If you’re not using social media to promote your firm and content, consider this: 22 percent of the world’s population uses Facebook (not to mention 79 percent of Americans) and nearly 1 in 3 internet users with a college degree are on Twitter.
When financial advisers use social media well, it can boost their overall marketing strategy considerably. When they don’t, it can be an expensive, potentially career-ending disaster.
But don’t let that scare you. Just establish firm rules of engagement in these areas before posting anything.
Watch out for these potential red flags:
Promissory language: Don’t promise success and don’t say you can get any better results than anyone else.
Testimonials: This one’s also kind of obvious, but it has some finer points. In the SEC’s guidelines, they lay it all out, but it basically boils down to this: keep the testimonials off your Facebook, Twitter, Linkedin or other self-run social media sites, even if the clients post it themselves. But reviews from other people on sites like Yelp, Google Reviews or Angie’s List are OK.
Out-of-context numbers: I made a good number of mistakes in this area when I first entered the financial world because I assumed anything that was acceptable in a blog post was acceptable on social media.
After a few panicked phone calls from clients, I learned this lesson: don’t post any market statistics. They can easily be taken out of context and viewed by someone as promissory.
2. Approval Process
Giving anyone (including yourself) total freedom to post anything on your social media accounts whenever they want is not a great idea. You’ll want to implement an approval process.
At Mineral, we developed a social post template that makes it easy to share social post ideas with your team and track the approval process. (I set up a “View Only” version of our sheet that you can check out for yourself. If you want your own, in the File menu, just click “Make a Copy.” We also have an Excel version.)
But a social post template alone won’t solve all your approval problems. You’ll need an approval workflow that takes your posts from creation to publication.
Creating posts should fall to your creative team (if you don’t have one, a more creative or social media-savvy team member will do). But final approval should be reserved for the people who will ultimately be held responsible if a bad post goes up.
Jud and Kim (our CEO and president, respectively) reserve the right to final approval.
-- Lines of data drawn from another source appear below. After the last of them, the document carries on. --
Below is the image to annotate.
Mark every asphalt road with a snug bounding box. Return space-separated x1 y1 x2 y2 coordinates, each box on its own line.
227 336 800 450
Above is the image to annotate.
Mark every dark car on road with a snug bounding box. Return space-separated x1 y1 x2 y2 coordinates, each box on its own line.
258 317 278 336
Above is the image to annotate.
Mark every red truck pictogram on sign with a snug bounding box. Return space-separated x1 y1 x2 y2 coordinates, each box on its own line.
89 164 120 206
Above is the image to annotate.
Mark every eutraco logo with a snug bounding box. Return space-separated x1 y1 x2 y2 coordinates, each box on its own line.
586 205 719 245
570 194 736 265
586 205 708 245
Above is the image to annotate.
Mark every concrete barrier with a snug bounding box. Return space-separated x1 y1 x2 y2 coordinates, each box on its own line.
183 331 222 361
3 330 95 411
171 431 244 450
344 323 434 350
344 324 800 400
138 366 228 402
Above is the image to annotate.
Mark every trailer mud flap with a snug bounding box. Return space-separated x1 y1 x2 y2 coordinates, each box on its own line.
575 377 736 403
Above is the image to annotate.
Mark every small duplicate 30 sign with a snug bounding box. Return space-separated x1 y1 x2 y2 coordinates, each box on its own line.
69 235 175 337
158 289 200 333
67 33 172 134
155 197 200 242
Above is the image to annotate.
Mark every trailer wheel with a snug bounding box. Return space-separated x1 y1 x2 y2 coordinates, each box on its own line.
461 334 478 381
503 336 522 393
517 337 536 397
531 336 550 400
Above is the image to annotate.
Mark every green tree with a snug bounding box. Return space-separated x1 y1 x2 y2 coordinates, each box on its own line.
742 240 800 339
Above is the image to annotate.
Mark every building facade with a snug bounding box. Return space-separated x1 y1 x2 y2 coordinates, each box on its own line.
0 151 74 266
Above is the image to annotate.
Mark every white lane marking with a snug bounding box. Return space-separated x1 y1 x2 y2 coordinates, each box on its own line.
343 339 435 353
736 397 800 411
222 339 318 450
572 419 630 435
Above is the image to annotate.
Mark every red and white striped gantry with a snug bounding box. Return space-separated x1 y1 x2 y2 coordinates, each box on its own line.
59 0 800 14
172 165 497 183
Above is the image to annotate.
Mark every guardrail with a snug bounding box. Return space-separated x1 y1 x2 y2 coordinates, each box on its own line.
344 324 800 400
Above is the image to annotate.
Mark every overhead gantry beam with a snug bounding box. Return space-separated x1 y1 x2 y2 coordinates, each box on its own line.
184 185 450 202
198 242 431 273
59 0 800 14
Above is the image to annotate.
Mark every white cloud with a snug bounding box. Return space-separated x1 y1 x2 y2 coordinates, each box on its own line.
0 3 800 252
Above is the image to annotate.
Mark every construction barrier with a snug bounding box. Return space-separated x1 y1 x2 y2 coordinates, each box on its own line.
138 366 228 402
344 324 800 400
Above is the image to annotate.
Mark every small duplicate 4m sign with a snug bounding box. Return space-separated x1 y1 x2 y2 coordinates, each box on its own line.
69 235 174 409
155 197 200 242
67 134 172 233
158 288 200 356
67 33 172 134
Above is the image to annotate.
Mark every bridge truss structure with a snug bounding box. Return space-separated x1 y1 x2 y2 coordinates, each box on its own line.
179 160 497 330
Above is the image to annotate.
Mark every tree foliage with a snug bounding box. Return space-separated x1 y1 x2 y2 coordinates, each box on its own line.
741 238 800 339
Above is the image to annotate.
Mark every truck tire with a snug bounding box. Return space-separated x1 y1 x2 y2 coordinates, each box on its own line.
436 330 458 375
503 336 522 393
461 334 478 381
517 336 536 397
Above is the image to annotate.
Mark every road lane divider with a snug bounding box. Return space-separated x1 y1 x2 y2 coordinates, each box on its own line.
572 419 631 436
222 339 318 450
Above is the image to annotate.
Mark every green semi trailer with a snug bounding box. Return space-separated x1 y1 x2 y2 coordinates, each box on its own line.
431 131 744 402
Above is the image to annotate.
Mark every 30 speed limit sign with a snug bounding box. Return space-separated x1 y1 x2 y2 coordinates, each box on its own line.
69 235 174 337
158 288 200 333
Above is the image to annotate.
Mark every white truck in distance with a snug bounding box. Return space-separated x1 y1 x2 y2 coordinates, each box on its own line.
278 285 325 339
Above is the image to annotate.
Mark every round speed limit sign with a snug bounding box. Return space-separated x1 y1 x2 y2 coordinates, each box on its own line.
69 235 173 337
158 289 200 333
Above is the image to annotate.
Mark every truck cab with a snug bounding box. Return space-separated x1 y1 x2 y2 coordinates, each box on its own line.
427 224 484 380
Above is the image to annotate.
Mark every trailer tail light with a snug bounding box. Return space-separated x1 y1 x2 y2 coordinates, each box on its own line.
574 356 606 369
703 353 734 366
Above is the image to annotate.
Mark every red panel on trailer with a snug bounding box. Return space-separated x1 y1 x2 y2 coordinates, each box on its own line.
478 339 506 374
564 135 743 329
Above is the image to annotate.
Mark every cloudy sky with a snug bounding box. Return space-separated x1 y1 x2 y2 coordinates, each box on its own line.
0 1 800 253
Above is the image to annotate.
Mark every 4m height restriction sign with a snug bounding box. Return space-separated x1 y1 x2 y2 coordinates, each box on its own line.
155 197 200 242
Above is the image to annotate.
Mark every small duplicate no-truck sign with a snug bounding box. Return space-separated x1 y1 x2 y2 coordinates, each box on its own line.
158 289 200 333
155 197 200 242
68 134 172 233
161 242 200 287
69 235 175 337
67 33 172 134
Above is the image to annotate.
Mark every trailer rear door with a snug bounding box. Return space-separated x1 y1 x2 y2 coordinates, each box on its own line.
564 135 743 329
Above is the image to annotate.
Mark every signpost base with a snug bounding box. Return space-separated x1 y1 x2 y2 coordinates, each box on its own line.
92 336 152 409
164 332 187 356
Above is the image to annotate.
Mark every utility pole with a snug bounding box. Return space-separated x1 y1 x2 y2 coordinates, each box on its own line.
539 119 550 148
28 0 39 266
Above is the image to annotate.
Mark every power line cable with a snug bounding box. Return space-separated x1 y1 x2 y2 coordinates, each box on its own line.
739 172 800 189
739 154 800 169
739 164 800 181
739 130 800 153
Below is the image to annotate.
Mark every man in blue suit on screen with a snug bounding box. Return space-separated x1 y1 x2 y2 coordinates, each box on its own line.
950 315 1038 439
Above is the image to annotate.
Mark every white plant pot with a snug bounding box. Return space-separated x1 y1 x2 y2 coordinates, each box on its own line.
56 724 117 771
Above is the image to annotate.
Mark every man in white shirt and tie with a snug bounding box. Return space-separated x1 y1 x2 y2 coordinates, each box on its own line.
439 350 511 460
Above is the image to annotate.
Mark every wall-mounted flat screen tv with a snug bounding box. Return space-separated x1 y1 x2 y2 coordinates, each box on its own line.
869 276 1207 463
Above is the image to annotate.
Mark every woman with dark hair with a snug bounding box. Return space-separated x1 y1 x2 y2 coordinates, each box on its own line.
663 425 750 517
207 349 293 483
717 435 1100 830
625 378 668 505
It’s their necks (and business) on the line.
Don’t have the time or interest to approve every piece of content that goes out the door? That’s okay, just understand that you’re basically handing over the reins of your firm’s public image, so you need a professional you can trust.
3. Personal Profiles
During a speech by Trump in early March, Dan Grilo, a principal at Liberty Advisor Group, posted something stupid about the wife of a fallen soldier and landed himself in some very hot water.
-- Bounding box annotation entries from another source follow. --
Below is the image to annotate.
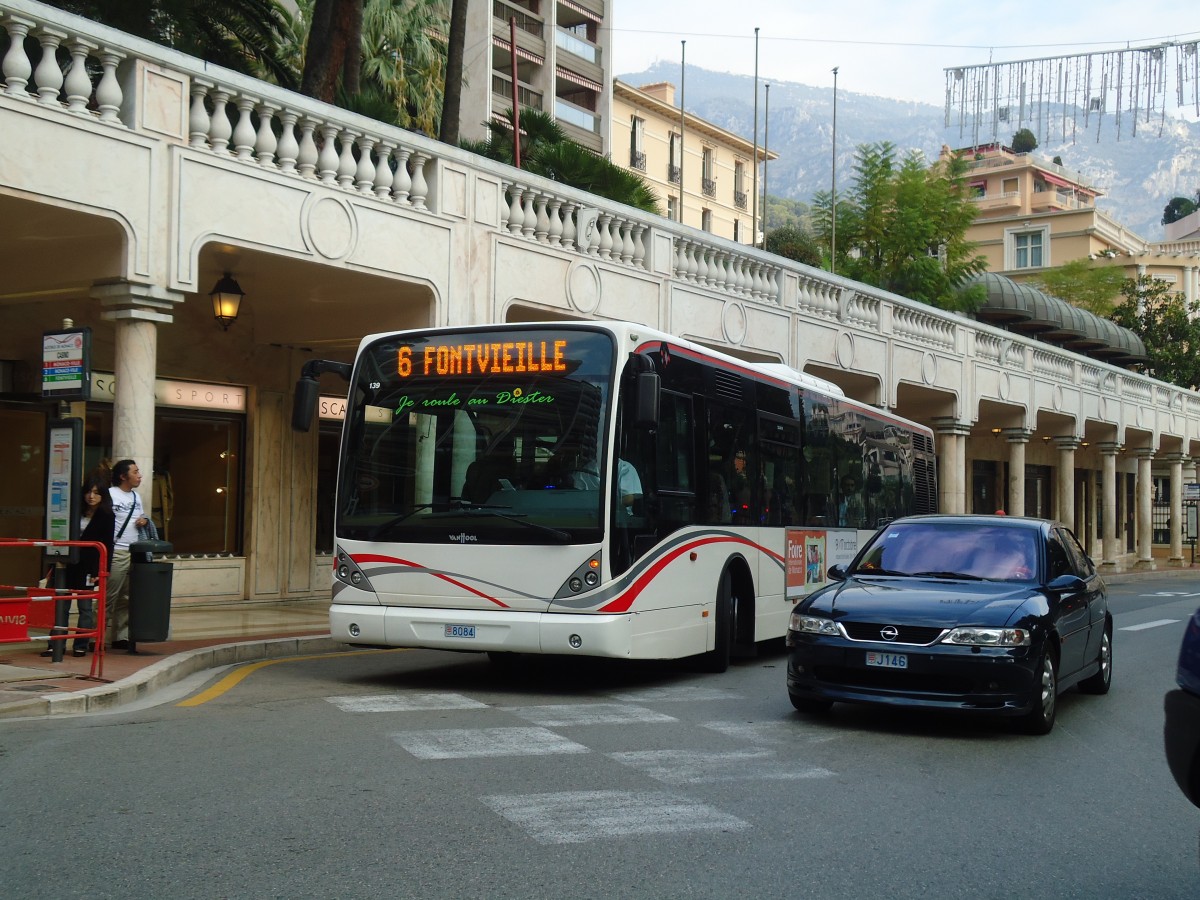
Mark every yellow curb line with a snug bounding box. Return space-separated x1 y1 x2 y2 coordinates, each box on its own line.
175 647 408 707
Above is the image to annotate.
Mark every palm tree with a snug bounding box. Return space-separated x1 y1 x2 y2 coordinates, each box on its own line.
461 107 660 214
274 0 448 136
47 0 299 89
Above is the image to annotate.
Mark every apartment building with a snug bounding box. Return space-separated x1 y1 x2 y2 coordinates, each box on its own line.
942 144 1200 300
460 0 612 154
612 80 779 244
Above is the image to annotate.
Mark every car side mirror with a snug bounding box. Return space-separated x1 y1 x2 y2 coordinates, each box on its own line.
1046 575 1087 594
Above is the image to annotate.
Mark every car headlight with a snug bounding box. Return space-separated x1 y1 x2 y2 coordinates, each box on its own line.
787 612 841 636
942 626 1030 647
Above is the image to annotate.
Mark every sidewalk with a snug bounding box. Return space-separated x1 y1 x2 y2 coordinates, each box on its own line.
0 565 1200 719
0 599 344 719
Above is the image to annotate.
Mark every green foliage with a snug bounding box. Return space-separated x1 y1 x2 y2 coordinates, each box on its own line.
763 194 812 232
267 0 449 136
1034 259 1127 317
1162 193 1200 224
1110 275 1200 390
766 224 823 268
47 0 300 90
460 107 660 214
814 142 985 312
1012 128 1038 154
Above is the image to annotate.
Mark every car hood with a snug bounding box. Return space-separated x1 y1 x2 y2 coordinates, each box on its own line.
806 577 1040 626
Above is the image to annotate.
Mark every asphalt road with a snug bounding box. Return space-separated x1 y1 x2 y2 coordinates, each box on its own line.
0 577 1200 900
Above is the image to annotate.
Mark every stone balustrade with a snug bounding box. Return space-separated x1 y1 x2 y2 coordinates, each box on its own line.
0 0 1200 441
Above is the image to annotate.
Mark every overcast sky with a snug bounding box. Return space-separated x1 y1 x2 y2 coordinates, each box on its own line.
611 0 1200 112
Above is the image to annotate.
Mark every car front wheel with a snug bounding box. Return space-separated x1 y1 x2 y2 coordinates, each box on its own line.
1020 650 1058 734
1079 623 1112 694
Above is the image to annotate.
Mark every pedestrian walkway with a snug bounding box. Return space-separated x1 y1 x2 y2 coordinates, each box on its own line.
0 599 333 718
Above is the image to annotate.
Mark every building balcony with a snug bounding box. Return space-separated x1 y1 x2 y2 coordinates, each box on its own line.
1030 191 1092 212
492 0 546 41
492 72 542 109
554 29 602 66
971 191 1021 212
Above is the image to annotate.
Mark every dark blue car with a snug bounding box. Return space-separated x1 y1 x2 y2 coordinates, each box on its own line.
787 516 1112 734
1163 610 1200 806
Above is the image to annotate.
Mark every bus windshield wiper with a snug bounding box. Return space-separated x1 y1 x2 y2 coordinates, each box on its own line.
462 503 571 544
367 503 433 541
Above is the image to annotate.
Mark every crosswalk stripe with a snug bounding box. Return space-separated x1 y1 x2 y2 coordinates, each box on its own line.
1117 619 1178 631
508 703 678 728
390 726 592 760
325 694 487 713
608 750 833 785
481 791 750 844
611 684 745 703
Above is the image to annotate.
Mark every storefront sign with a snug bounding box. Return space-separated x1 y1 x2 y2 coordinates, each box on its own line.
46 419 83 557
317 397 391 422
91 372 246 413
42 328 91 401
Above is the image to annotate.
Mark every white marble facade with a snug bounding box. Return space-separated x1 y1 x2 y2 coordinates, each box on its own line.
0 0 1200 599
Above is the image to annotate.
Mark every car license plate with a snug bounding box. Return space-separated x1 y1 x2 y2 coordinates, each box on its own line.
866 650 908 668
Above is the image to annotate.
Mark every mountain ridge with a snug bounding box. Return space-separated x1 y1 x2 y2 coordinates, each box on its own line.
617 61 1200 241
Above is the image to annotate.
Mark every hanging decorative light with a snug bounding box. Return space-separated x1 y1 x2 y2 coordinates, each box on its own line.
209 272 246 331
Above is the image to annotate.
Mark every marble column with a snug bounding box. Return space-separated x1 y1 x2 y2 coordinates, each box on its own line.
934 419 971 512
1099 442 1121 566
1164 454 1187 566
90 280 184 509
1134 448 1157 569
1054 436 1080 532
1004 428 1033 516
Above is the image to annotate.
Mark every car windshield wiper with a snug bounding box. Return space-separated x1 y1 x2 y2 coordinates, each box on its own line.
461 503 571 544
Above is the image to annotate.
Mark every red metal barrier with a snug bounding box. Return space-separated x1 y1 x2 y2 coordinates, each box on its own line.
0 538 108 682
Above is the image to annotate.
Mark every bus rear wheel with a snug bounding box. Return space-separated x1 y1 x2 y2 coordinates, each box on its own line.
700 570 738 673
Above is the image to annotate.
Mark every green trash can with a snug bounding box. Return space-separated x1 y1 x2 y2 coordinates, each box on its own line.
130 540 174 650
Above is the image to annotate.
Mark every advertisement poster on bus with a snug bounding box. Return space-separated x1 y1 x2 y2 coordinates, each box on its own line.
786 528 858 599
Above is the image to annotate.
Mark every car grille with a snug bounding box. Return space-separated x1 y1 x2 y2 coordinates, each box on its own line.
841 622 946 647
812 666 978 696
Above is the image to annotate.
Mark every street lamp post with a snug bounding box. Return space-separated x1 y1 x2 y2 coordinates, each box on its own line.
829 66 838 275
750 29 758 247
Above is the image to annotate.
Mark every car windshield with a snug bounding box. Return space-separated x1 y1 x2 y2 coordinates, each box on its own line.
852 522 1039 581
He posted from his own personal account, but people still began associating Liberty with Grilo’s tweet. In the end, he was fired and Liberty issued an apology, InvestmentNews reported.
Set up some suggested guidelines for what employees should avoid talking about, even on private social media channels (the big three are inflammatory political statements, market predictions and offensive language). You could require guidelines or you could just use Mr. Grilo as an example.
People can and do get fired for stuff they post on their personal accounts. It happens all the time. See this Oxygen article on things people have been fired for posting on their social media accounts.
Social media is a two-way street. And that’s a good thing! If you don’t respond to people tweeting at you or posting on your wall, you could miss out on prospects and end up looking rude.
Make sure engagement notifications are sent to a phone, computer or Slack (using social integrations) so you don’t miss anyone reaching out.
When someone tweets at you or posts on your wall, you have two options: one of the final approval people could handle interactions so engagements move smoothly, or you slow down the engagement process and use the approval workflow.
This could be done easily and quickly in Slack (an app directory site where we have a #social channel to kick ideas around for posts and responses).
Bonus Rule: Keep Records of Everything
As FINRA wisely cautions, you should keep records of everything you do on social media. To do that, you’ll want to use a social posting and archiving service like Social Assurance or Hey Orca that keeps an audit trail.
Social media is fertile ground for adviser prospects. Who knows? Your next $1M-plus client could find you because of a simple retweet. Just make sure you think about these four areas before you post.